Na história da arte brasileira do século XX, poucos artistas conseguiram ampliar tanto as possibilidades da tapeçaria quanto Norberto Nicola. Nascido em São Paulo, em 21 de dezembro de 1930, e falecido em 2007, Nicola construiu uma trajetória marcada pela experimentação, pela pesquisa de materiais e por uma profunda capacidade de transformar fios, fibras, cores e elementos naturais em obras que ultrapassavam os limites tradicionais da arte têxtil. Pintor, desenhista, escultor, gravador e, sobretudo, tapeceiro, ele encontrou na matéria uma linguagem própria, capaz de aproximar pintura, escultura, natureza e artesanato. 

Sua importância não está apenas na qualidade estética de suas obras, mas também na maneira como ajudou a modificar a percepção da tapeçaria no Brasil. Em vez de tratá-la como simples elemento decorativo ou como uma extensão das artes aplicadas, Nicola participou de um movimento que passou a entendê-la como uma manifestação artística autônoma. Suas criações introduziram volume, textura, profundidade e materiais inesperados, fazendo com que o espectador não apenas olhasse para a obra, mas tivesse vontade de perceber sua superfície, sua estrutura e sua presença física.

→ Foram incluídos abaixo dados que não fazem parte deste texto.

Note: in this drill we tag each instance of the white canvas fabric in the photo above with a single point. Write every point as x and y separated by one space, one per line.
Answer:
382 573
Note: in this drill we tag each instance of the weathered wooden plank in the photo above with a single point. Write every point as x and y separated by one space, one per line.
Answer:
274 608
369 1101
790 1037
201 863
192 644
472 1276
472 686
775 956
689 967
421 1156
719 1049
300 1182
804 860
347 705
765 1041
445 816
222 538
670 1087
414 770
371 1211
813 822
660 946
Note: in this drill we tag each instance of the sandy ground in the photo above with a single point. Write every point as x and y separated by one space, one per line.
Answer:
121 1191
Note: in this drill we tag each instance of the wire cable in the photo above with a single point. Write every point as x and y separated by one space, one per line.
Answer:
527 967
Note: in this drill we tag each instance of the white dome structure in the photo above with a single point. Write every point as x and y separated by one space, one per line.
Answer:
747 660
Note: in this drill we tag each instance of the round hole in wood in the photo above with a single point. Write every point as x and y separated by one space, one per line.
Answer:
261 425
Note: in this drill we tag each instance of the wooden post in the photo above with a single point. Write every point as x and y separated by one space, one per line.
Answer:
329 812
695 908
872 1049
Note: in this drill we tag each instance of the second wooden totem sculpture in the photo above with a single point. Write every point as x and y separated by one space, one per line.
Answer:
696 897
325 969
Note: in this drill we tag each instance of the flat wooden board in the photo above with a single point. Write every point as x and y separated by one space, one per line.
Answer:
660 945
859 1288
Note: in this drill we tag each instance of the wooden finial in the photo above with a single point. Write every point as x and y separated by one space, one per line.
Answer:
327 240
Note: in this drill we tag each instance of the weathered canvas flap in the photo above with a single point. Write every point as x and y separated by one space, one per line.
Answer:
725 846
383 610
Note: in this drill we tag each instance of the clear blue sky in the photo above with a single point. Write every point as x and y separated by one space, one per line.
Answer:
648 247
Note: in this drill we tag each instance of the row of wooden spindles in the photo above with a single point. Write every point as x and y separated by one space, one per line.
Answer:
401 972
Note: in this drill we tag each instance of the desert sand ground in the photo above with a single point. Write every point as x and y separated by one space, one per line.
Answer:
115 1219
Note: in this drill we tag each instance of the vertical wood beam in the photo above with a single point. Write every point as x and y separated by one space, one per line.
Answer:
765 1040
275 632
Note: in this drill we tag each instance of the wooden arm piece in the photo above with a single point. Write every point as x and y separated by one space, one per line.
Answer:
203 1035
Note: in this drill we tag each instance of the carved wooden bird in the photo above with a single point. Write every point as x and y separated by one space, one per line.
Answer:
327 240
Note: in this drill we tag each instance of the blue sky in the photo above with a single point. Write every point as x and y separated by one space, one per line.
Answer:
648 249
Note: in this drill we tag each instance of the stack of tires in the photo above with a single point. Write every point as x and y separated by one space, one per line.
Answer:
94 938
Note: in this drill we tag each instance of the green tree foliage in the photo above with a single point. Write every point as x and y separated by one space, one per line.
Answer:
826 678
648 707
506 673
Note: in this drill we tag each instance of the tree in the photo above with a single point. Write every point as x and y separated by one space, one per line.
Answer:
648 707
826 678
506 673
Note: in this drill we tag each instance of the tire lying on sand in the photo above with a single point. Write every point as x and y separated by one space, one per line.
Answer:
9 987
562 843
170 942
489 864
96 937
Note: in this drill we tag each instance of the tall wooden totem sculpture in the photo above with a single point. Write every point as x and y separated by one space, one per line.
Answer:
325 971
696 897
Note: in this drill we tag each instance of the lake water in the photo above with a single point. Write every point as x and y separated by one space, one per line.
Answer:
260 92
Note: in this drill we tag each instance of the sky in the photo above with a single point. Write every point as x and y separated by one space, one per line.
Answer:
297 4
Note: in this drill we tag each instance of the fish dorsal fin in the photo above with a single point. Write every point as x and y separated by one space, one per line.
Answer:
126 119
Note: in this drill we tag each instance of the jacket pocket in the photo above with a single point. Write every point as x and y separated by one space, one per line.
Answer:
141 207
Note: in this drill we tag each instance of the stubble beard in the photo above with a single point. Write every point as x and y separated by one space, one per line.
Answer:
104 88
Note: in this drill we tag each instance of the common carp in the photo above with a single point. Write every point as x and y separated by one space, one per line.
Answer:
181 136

A trajetória de Nicola começou em um ambiente artístico especialmente fértil. Em 1954, iniciou sua formação no curso para professores de desenho da Fundação Armando Alvares Penteado, em São Paulo, e frequentou o Atelier-Abstração, dirigido por Samson Flexor. Foi nesse ambiente que conheceu Jacques Douchez, artista francês com quem estabeleceria uma parceria fundamental para a renovação da tapeçaria brasileira. Em 1957, os dois criaram o Ateliê Douchez-Nicola, que permaneceria ativo até 1980. 

A parceria com Douchez foi decisiva porque permitiu a Nicola mergulhar em uma linguagem que ainda buscava seu espaço dentro do cenário brasileiro. O ponto de partida era a tapeçaria tradicional, mas o caminho escolhido pelos artistas rapidamente se tornou muito mais experimental. As primeiras obras eram essencialmente planas. Com o passar dos anos, entretanto, Nicola passou a investigar a tridimensionalidade, fazendo com que suas tapeçarias deixassem de funcionar apenas como superfícies penduradas na parede e começassem a adquirir características próprias de objetos e esculturas. 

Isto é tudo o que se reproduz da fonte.